Dans une installation photovoltaïque, les panneaux produisent de l’électricité… mais pas directement sous une forme utilisable par la plupart des appareils et par le réseau. C’est là qu’intervient l’onduleur solaire, un composant clé qui assure la conversion, la sécurité et le suivi de la production. Voici ce qu’il faut savoir pour comprendre son rôle et bien le choisir.
1) Définition : qu’est-ce qu’un onduleur solaire ?
Un onduleur solaire (ou inverter) est un appareil électronique qui convertit le courant produit par les panneaux photovoltaïques en un courant compatible avec l’usage domestique et/ou l’injection sur le réseau.
En pratique :
- les panneaux photovoltaïques produisent du courant continu (DC) ;
- la maison et le réseau utilisent du courant alternatif (AC) ;
- l’onduleur réalise la conversion DC → AC et gère des fonctions de pilotage et de sécurité.
2) À quoi sert un onduleur dans une installation photovoltaïque ?
L’onduleur ne se limite pas à « transformer » l’électricité. Ses rôles principaux sont :
Convertir l’électricité et la rendre utilisable
Sans onduleur, l’électricité produite par les panneaux ne peut généralement pas être utilisée telle quelle par les équipements domestiques ni injectée sur le réseau dans des conditions conformes.
Optimiser la production (suivi du point de puissance maximale)
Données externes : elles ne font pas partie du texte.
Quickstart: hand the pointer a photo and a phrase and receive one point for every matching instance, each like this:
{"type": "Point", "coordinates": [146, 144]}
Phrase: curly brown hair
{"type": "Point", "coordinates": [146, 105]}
La production d’un panneau varie selon l’ensoleillement, la température et l’ombre. L’onduleur intègre généralement un système de pilotage (souvent appelé MPPT) qui aide à exploiter au mieux l’énergie disponible, sans garantie de résultat chiffré car cela dépend fortement du site et de la configuration.
Assurer des fonctions de sécurité et de conformité
Selon les modèles et la configuration, l’onduleur peut contribuer à :
- la coupure automatique en cas de défaut réseau (fonction anti-îlotage) ;
- la surveillance de paramètres électriques (tension, fréquence, etc.) ;
- la détection de certains défauts et l’arrêt de l’installation pour éviter des situations à risque.
Permettre le suivi (monitoring) et la maintenance
Beaucoup d’onduleurs proposent un suivi de production (application, portail web) pour visualiser l’énergie produite, repérer des anomalies (chute de production, arrêt, messages d’erreur) et faciliter le diagnostic.
3) Les principaux types d’onduleurs solaires
Il existe plusieurs architectures, adaptées à des contraintes différentes (ombrage, design de toiture, budget, besoin de suivi fin, etc.).
Onduleur central (ou onduleur de chaîne / string)
C’est l’option courante : un onduleur gère un ou plusieurs « strings » (chaînes) de panneaux. Il est souvent apprécié pour son rapport simplicité/coût et une maintenance centralisée.
- Avantages : solution éprouvée, installation souvent plus simple, coût généralement maîtrisé.
- Limites : si une partie des panneaux est fortement ombragée ou hétérogène, la performance globale peut être impactée selon le câblage et la conception.
Micro-onduleurs
Chaque panneau (ou petit groupe de panneaux) dispose de son propre onduleur. Cette approche permet un suivi panneau par panneau et peut mieux s’accommoder d’ombres partielles ou d’orientations multiples.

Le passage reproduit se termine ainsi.